The Juliana majority, regardless of their decision to dismiss the case, also take for granted the imminence of an “environmental apocalypse.”

They dismissed the kiddies’ lawsuit on the strictly legal issues of standing and the court’s inability to grant the requested relief, then wrote they decided only “reluctantly.”

In fact, the majority admit they found “beguiling” the plaintiffs’ childish ideas about “simply ordering the promulgation of a plan.”

According to their opinion, the only problem with decreeing such a sweeping plan (aside from the Constitution) is that:

…it ignores that an Article III court will thereafter be required to determine whether the plan is sufficient to remediate the claimed constitutional violation of the plaintiffs’ right to a “climate system capable of sustaining human life.”

We doubt that any such plan can be supervised or enforced by an Article III court.

In other words, even if an (unfit) Oregon trial judge could order herself superior to both other branches of government and impose her will nationwide, compelling obedience would entail judicial meddling in so many different areas of the nation’s political, economic, and social activities that it would be too complex to succeed.

Dissenting Judge Staton scoffs that such complexity would be a barrier to judicial intervention.

She notes the far-reaching enforcement mechanisms required to implement the Supreme Court’s order to desegregate schools in Brown v. Board of Education and says “[m]ere complexity” doesn’t place an issue beyond the courts’ authority to force “constitutional compliance”:

[D]ecelerating from our path toward cataclysm will undoubtedly require “elimination of a variety of obstacles.”  Those obstacles may be great in number, novelty, and magnitude, but there is no indication that they are devoid of discernable [sic] standards.

Busing mandates, facilities allocation, and district-drawing were all “complex policy decisions” faced by post-Brown trial courts … and I have no doubt that disentangling the government from promotion of fossil fuels will take an equally deft judicial hand.

The “variety of obstacles” she has in mind undoubtedly include the energy sector, modern transportation, and democracy, but whoever said the job of running the country from your judicial bench was going to be easy?

We need only recall the outstanding results wrought by all those “deft judicial hands” who managed busing, district-drawing, and school desegregation in the happy decades of the 1960s and ’70s.

Staton barely touches on how the courts are entitled to “step into the shoes of the political branches” except to say it’s justified “if those branches walk the Nation over a cliff.”

This is exactly why the Framers of the Constitution placed strict limits on the power of the federal Judiciary.

Judicial power going to people’s heads is just as real as the threat of the imperial presidency we’re forever being warned about.

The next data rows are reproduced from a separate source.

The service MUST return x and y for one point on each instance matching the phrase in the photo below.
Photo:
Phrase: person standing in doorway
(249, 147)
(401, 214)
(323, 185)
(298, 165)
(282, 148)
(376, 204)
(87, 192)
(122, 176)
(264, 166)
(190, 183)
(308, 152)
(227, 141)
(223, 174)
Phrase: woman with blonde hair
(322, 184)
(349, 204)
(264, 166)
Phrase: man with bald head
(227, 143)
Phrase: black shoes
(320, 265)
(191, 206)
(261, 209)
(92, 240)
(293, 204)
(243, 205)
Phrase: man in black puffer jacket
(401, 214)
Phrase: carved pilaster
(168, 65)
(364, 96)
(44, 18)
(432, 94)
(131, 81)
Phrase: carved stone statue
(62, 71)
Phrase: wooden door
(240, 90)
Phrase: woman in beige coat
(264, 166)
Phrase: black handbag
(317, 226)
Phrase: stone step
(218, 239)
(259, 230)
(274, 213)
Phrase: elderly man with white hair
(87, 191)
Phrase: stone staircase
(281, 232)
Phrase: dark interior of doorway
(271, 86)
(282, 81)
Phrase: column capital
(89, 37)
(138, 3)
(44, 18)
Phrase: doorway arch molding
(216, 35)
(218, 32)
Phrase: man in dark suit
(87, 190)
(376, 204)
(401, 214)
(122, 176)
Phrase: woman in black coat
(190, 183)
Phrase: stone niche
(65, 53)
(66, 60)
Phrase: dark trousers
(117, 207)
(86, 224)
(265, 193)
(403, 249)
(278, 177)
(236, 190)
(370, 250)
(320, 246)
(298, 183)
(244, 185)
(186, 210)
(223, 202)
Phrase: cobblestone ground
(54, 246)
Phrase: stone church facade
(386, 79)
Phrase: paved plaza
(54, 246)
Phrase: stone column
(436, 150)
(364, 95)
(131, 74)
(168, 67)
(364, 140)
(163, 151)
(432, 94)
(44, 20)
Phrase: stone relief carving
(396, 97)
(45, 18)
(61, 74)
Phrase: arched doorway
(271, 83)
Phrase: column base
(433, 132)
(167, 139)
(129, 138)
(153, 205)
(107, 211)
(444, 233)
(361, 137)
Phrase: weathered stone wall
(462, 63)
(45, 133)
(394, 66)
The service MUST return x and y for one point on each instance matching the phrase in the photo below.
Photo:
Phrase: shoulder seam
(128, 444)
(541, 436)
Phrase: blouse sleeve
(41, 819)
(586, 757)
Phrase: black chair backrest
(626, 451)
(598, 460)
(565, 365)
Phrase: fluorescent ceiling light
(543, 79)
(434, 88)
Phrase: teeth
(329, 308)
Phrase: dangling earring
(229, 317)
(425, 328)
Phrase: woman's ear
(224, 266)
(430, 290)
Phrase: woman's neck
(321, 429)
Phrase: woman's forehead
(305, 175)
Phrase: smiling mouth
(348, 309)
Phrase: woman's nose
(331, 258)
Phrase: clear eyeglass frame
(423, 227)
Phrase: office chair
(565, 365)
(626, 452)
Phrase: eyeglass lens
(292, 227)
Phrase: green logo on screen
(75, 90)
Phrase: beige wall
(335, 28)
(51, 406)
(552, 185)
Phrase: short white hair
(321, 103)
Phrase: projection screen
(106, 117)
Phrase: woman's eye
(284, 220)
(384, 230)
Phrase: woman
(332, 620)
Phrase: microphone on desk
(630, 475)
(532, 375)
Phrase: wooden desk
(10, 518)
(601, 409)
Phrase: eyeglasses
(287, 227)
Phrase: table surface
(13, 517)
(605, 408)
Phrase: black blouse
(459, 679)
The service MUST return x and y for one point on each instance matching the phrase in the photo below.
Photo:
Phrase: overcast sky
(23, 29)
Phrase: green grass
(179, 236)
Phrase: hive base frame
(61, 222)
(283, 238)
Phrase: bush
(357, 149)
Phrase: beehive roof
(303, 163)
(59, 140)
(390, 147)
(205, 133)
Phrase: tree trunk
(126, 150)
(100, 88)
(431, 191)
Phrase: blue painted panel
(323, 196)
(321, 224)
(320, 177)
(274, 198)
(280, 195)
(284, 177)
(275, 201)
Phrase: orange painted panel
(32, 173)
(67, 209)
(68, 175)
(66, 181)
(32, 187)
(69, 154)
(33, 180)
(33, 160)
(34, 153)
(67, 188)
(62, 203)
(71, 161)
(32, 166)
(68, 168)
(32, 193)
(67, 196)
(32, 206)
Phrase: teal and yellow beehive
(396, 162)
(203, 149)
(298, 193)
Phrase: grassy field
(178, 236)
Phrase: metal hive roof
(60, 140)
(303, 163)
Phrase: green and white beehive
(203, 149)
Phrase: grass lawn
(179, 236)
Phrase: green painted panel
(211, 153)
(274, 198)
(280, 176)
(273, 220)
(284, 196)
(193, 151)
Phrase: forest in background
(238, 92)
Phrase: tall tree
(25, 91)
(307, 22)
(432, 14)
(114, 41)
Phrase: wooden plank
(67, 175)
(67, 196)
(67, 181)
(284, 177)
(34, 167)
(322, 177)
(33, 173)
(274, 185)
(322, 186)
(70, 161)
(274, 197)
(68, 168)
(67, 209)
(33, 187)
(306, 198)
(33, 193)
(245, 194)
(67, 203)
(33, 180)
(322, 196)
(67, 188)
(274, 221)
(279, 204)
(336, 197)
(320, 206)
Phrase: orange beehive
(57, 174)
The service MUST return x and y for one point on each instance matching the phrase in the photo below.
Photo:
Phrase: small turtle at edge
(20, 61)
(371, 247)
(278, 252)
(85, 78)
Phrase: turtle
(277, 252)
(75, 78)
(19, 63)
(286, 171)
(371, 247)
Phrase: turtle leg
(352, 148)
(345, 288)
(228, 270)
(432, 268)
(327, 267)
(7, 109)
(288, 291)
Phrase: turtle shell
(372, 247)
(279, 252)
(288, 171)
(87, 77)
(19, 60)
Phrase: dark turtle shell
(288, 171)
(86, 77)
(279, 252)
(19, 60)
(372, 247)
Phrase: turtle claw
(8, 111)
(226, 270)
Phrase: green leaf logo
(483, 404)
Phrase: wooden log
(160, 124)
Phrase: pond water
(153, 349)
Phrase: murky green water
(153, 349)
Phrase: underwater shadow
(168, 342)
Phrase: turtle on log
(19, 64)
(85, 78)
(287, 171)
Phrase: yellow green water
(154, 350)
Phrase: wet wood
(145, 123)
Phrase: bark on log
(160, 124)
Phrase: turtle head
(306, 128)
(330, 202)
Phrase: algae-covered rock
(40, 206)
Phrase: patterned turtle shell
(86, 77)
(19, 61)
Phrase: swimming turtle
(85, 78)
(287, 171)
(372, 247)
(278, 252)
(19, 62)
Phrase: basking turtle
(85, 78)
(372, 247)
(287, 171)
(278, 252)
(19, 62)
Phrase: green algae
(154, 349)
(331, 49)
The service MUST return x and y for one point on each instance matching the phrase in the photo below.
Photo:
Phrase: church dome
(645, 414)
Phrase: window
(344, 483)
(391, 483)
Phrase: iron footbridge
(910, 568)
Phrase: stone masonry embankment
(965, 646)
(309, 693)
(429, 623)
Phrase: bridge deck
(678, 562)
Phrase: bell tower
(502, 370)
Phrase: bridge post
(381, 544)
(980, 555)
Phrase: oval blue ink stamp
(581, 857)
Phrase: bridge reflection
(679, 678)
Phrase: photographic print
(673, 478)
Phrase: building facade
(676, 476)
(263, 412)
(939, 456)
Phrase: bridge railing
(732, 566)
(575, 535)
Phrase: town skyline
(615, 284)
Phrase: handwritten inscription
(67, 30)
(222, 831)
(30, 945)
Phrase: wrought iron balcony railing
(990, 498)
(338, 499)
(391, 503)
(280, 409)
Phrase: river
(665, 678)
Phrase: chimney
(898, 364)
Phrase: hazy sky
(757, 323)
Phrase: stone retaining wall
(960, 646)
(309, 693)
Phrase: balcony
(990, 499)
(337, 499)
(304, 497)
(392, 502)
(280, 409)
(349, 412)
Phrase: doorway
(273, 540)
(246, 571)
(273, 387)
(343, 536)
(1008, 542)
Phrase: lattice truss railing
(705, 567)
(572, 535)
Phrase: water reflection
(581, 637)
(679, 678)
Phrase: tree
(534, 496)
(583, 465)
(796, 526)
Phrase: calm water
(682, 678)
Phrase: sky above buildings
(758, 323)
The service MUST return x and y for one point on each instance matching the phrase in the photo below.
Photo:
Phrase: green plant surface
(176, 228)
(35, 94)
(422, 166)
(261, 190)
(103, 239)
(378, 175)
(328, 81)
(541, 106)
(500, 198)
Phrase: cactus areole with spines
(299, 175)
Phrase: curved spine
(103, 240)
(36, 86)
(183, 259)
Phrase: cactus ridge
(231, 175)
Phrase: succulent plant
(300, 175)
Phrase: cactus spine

It’s probably a greater a threat because there are so many more mischievous judges to worry about, as seen by the number of nationwide injunctions granted just since Inauguration Day 2017.

Judge Staton’s argument that federal judges are ideally equipped to weigh the “scientific and prudential considerations” needed to commandeer the nation’s energy policy falls flat in light of her own manifest credulity on the issue of climate “science.”

She believes everything, and questions nothing, of so-called climate experts’ highly questionable claims. She states as a matter of fact that the Juliana “Plaintiffs’ claims are based on science, specifically, an impending point of no return.”

She knows that the day is upon us “when the seas envelop our coastal cities, fires and droughts haunt our interiors, and storms ravage everything between.”

Juliana is only one of a “wave” of climate lawsuits proceeding on the basis “that climate science itself isn’t up for debate.”

Even when a court gets it right as a matter of law, as happened this time in Juliana,  widespread allegations that apocalyptic climate theories are “settled science” have a cumulative effect across the Judicial Branch.

It’s unavoidable to have judges making factual findings because it’s part of the job description.

But ill-informed and overreaching judges like Josephine Staton prove that, when it comes to something as critical as energy policy, the complex “scientific and prudential considerations” are best trusted to the American people.